Data: 2011-09-13 19:30:57
Temat: Re: GMO a własność
Od: Ikselka <i...@g...pl>
Pokaż wszystkie nagłówki
Dnia Tue, 13 Sep 2011 20:22:14 +0200, zdumiony napisał(a):
> W dniu 2011-09-13 20:00, Ikselka pisze:
>> Akurat tani i nieskomplikowany lek na malarię (z popularnej afrykańskiej
>> roślinki) już został dawno wynaleziony przez polskiego (tak mi się zdaje,
>> ale teraz nie pomnę) lekarza wiele lat pracującego w Afryce, lata temu.
>> Ponad 20000 Afrykańczyków zostało trwale wyleczonych. Jednak facet zmarł w
>> dziwnych okolicznościach, a dokumentacja zginęła.
>>
>> Tak to owe setki milionów mogłyby być tanio wyleczone, gdyby nie ciche
>> "działania" koncernów farmaceutycznych mające na celu finansowe
>> OGRANICZENIE dostępu do leków osobom biednym. Bo ci mniej biedni, nie
>> całkiem zasobni oraz bogatsi se kupią po każdej cenie, a jest ich dosyć,
>> aby koncerny miały dobrze. Gdyby lek był tani jak barszcz, pomimo
>> milionowego zapotrzebowania nigdy nie wyszłyby "na swoje".
>
> A potem się ludzie dziwią dlaczego powstają ustawy niekorzystne dla
> większości ludzi a korzystne dla koncernów.
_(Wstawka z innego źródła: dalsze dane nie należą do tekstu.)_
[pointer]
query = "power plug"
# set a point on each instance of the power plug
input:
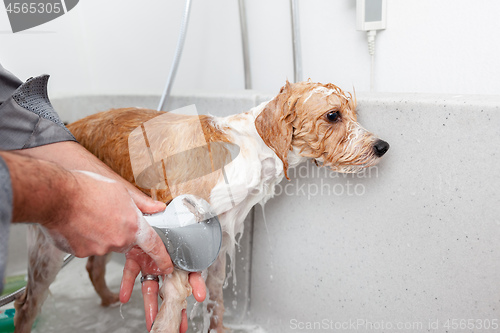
(371, 15)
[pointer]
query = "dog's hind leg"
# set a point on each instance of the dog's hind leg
(215, 282)
(44, 262)
(174, 291)
(96, 267)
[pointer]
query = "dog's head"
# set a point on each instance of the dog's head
(318, 121)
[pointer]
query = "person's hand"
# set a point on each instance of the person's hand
(139, 262)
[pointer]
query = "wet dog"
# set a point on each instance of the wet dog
(305, 120)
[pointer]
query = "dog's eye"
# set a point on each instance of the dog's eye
(333, 116)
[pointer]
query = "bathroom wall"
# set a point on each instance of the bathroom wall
(125, 46)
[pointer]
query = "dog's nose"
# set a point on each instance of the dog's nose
(380, 148)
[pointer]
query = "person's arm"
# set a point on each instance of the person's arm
(89, 214)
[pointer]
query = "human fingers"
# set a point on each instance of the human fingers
(150, 296)
(198, 284)
(130, 272)
(149, 241)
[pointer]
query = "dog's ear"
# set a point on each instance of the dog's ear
(274, 124)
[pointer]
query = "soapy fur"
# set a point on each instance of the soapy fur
(272, 137)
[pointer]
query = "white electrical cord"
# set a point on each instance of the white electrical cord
(371, 48)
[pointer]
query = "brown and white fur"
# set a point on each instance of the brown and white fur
(304, 121)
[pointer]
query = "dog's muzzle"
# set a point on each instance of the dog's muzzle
(380, 148)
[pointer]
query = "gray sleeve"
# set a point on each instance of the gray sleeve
(27, 118)
(5, 216)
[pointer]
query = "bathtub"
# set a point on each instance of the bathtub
(410, 245)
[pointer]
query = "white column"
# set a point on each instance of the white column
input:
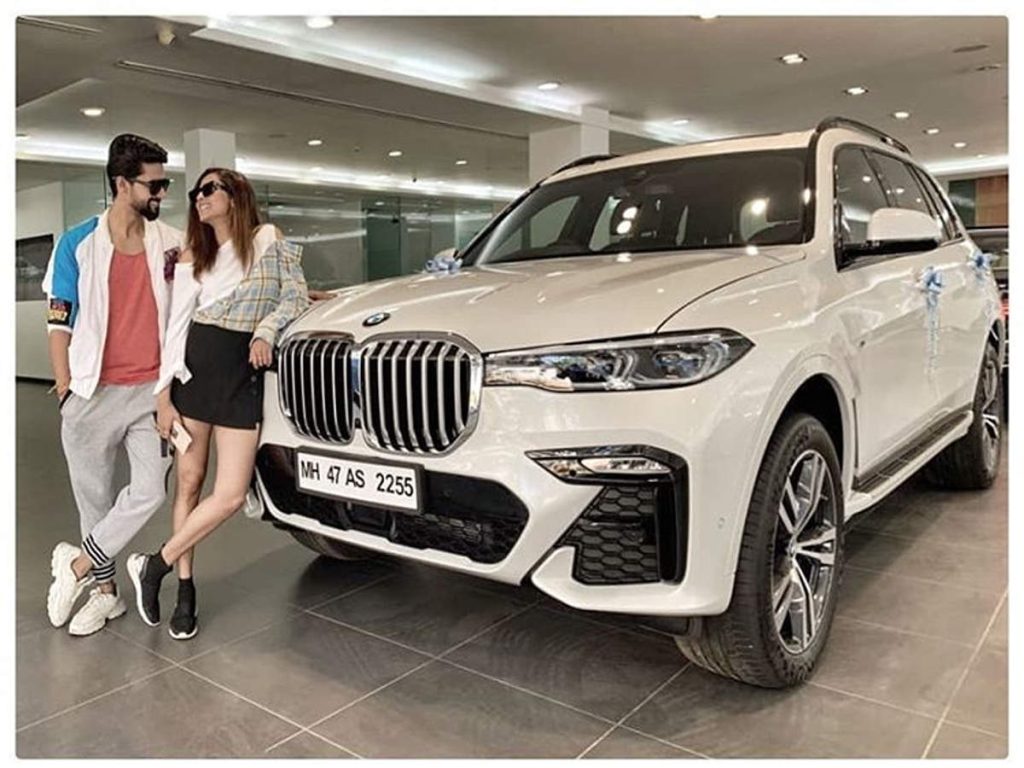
(207, 148)
(554, 147)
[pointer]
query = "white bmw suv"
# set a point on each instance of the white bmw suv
(655, 385)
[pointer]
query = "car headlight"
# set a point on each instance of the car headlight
(651, 363)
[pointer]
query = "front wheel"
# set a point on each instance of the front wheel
(786, 579)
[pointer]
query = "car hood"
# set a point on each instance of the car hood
(547, 301)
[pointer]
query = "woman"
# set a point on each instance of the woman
(237, 285)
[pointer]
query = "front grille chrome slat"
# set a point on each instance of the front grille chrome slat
(418, 394)
(425, 394)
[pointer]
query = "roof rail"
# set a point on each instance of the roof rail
(586, 160)
(840, 122)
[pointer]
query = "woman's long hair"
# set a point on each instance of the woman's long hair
(243, 218)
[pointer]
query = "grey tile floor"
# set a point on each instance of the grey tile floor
(302, 656)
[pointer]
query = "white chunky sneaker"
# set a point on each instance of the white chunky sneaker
(100, 608)
(65, 589)
(253, 506)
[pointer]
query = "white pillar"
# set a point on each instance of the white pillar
(554, 147)
(207, 148)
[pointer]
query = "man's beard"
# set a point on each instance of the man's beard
(150, 210)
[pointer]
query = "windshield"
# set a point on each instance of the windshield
(722, 201)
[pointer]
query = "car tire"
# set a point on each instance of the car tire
(328, 547)
(973, 462)
(747, 642)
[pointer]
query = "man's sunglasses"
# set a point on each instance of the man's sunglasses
(207, 189)
(156, 185)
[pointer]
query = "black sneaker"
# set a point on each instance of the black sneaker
(146, 593)
(183, 625)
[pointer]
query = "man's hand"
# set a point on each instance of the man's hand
(166, 416)
(260, 353)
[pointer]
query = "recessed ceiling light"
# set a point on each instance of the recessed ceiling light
(793, 58)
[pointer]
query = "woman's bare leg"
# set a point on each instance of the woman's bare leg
(190, 474)
(236, 457)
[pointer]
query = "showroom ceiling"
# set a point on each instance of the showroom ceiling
(442, 89)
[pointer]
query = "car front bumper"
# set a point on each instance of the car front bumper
(538, 525)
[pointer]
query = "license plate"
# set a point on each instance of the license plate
(377, 484)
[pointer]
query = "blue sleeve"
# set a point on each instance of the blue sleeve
(60, 283)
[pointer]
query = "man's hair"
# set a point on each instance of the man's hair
(126, 156)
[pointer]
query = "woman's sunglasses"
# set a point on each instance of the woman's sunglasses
(206, 190)
(156, 185)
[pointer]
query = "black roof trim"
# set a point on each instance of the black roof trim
(856, 125)
(586, 160)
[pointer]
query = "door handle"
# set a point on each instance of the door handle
(930, 282)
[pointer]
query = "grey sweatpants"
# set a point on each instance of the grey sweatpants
(92, 430)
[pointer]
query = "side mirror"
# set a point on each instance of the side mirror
(446, 255)
(893, 230)
(898, 225)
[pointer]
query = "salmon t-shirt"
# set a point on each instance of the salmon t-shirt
(131, 352)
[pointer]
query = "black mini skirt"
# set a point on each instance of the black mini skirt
(223, 389)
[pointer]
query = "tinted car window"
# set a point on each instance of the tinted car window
(858, 193)
(723, 201)
(902, 186)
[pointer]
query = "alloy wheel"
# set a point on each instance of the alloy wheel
(804, 556)
(991, 423)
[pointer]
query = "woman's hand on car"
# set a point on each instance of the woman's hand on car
(166, 416)
(260, 353)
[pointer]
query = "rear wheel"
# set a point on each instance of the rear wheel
(328, 547)
(787, 572)
(973, 462)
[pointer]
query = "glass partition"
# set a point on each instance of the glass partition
(347, 236)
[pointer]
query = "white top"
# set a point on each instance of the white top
(190, 295)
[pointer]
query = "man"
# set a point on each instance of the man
(109, 285)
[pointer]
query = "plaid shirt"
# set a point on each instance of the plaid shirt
(267, 299)
(264, 301)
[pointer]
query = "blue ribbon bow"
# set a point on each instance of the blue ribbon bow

W obecnej "demokracji" liczą
> się naciski różnych lobby. (zwłaszcza USA, lobby różnych koncernów,
> lobby żydowskie, lobby homoseksualne itp)
Jak nie, jak tak.
> Rozwiązaniem problemu mogłaby być demokracja bezpośrednia jak Szwajcarii.
Na taką fajną demokrację bezpośrednią to Szwajcarów stać dlatego, że jest
ich niewielu (nie jest łatwo zostać Szwajcarem nikomu z zewnątrz), a ich
bankom się po 2 WŚ sporo myknęło z pożydowskich kont... W takich warunkach
to sobie można demokratyzować bezpośrednio aż do bólu.